The Australian Cattle Dog is known by several other names, including Hall's Heeler, Queensland Herder, and Blue Heeler.
|Australian Cattle Dog Summary|
|Ease of Training|
|Friendliness : Children|
|Friendliness: Other Animals|
|Friendliness: Other Pets|
Australian Cattle Dogs are not typically recommended as apartment dogs. They require vigorous exercise and a job to do, or they will find their own activities, which most likely will not be acceptable.
Australian Cattle Dogs require early and regular socialization.

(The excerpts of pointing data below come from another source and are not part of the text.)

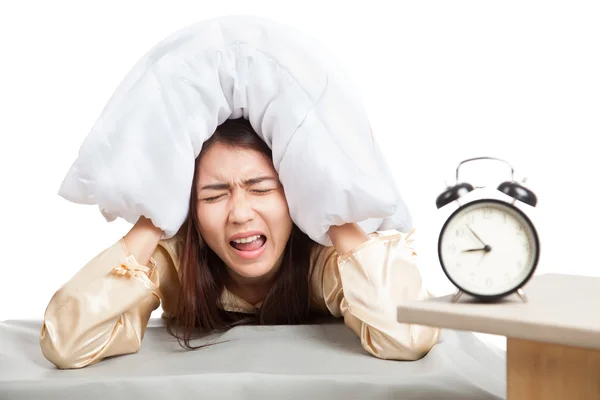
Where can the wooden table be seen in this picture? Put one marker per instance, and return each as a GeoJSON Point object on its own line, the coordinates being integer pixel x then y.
{"type": "Point", "coordinates": [553, 339]}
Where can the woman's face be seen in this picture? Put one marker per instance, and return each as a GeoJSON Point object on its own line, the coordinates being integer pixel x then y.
{"type": "Point", "coordinates": [242, 211]}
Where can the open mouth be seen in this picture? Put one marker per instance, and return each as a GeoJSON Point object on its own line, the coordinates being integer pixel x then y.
{"type": "Point", "coordinates": [250, 248]}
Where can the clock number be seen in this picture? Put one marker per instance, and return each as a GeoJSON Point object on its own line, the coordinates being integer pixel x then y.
{"type": "Point", "coordinates": [471, 217]}
{"type": "Point", "coordinates": [487, 213]}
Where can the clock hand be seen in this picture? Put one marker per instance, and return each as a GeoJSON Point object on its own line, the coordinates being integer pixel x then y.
{"type": "Point", "coordinates": [487, 249]}
{"type": "Point", "coordinates": [478, 238]}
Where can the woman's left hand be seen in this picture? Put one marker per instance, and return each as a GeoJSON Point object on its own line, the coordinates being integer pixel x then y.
{"type": "Point", "coordinates": [347, 237]}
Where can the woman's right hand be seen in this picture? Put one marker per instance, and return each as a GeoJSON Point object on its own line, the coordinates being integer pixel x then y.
{"type": "Point", "coordinates": [142, 239]}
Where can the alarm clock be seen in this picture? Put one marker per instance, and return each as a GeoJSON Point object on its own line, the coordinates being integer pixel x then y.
{"type": "Point", "coordinates": [488, 248]}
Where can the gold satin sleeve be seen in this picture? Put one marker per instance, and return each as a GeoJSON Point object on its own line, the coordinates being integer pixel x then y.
{"type": "Point", "coordinates": [366, 286]}
{"type": "Point", "coordinates": [103, 310]}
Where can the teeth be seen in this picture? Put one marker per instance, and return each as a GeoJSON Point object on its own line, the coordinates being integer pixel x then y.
{"type": "Point", "coordinates": [247, 240]}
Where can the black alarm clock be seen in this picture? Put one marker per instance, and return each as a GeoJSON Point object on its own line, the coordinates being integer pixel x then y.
{"type": "Point", "coordinates": [488, 248]}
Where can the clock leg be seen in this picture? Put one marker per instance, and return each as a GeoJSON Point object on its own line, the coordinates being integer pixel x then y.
{"type": "Point", "coordinates": [456, 296]}
{"type": "Point", "coordinates": [537, 371]}
{"type": "Point", "coordinates": [522, 295]}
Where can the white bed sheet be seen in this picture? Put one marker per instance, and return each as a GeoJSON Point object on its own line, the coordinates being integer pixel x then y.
{"type": "Point", "coordinates": [324, 361]}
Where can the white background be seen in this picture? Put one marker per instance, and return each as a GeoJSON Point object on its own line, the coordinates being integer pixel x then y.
{"type": "Point", "coordinates": [442, 81]}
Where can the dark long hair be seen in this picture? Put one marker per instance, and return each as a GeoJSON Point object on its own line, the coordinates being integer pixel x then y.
{"type": "Point", "coordinates": [203, 274]}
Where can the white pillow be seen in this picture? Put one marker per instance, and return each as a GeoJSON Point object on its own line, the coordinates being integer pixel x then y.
{"type": "Point", "coordinates": [139, 157]}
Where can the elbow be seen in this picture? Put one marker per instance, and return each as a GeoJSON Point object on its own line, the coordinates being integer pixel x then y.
{"type": "Point", "coordinates": [54, 351]}
{"type": "Point", "coordinates": [412, 347]}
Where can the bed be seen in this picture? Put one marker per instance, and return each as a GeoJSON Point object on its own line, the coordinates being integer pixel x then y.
{"type": "Point", "coordinates": [323, 361]}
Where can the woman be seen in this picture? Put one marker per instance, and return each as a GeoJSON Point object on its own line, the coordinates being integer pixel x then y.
{"type": "Point", "coordinates": [238, 259]}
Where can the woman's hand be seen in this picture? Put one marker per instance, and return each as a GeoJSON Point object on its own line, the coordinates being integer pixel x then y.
{"type": "Point", "coordinates": [346, 237]}
{"type": "Point", "coordinates": [142, 239]}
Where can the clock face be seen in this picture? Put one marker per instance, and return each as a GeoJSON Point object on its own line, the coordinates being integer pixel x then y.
{"type": "Point", "coordinates": [488, 248]}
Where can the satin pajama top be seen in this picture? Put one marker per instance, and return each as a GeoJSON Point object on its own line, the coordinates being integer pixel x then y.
{"type": "Point", "coordinates": [104, 308]}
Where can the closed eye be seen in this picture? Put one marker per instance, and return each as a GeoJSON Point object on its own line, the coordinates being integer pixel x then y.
{"type": "Point", "coordinates": [209, 199]}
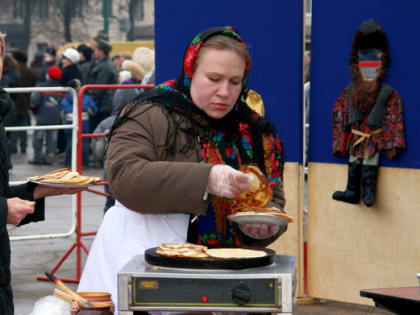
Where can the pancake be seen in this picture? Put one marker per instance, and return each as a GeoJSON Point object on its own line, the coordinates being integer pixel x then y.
{"type": "Point", "coordinates": [235, 253]}
{"type": "Point", "coordinates": [182, 250]}
{"type": "Point", "coordinates": [260, 193]}
{"type": "Point", "coordinates": [65, 176]}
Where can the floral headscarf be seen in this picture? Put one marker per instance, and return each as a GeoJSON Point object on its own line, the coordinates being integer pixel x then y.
{"type": "Point", "coordinates": [241, 137]}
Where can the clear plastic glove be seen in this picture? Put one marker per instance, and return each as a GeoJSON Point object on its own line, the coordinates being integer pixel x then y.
{"type": "Point", "coordinates": [17, 209]}
{"type": "Point", "coordinates": [259, 231]}
{"type": "Point", "coordinates": [225, 181]}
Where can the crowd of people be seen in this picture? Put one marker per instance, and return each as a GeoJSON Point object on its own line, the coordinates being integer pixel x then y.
{"type": "Point", "coordinates": [87, 63]}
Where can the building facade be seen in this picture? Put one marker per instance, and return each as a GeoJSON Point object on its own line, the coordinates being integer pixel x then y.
{"type": "Point", "coordinates": [37, 24]}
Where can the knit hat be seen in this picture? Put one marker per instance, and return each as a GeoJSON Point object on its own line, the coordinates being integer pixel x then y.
{"type": "Point", "coordinates": [72, 54]}
{"type": "Point", "coordinates": [55, 73]}
{"type": "Point", "coordinates": [104, 45]}
{"type": "Point", "coordinates": [101, 35]}
{"type": "Point", "coordinates": [85, 51]}
{"type": "Point", "coordinates": [136, 70]}
{"type": "Point", "coordinates": [145, 57]}
{"type": "Point", "coordinates": [124, 75]}
{"type": "Point", "coordinates": [51, 51]}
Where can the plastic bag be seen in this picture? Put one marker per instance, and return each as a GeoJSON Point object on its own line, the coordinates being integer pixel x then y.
{"type": "Point", "coordinates": [50, 305]}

They tend to act suspiciously towards strangers, so teaching them what is normal behavior in friendly people will help alleviate those suspicions and teach it to recognize abnormal behaviors if necessary.
The heeler was bred to herd, and so has a tendency to nip at the heels of small children, though they do much better with the older child. They have an aggressive tendency towards other dogs of the same sex, and also towards chasing and seizing cats and other fleeing animals.
A challenging combination of intelligence, cleverness, and stubborness, Australian Cattle Dogs will test members of the family during adolescence and must be handled with firm, consistent leadership. They can be versatile dogs in the right hands, but they will run right over other owners.
Health and Exercise
Australian Cattle Dogs have an average life span of 10 to 13 years. In general, they will enjoy an active and healthy life, but some are prone to certain hereditary illnesses/diseases, including:
- Osteochondritis dissecans (OCD), or degeneration of the bone in joint areas
- hip dysplasia
- Progressive Retinal Atrophy (PRA)
Australian Cattle Dogs require a large amount of physical and mental exercise. A simple walk on a leash is not enough. A long jog or extended workout is best. These dogs are best when they have a job to do, especially herding. Herding trials may be a good option.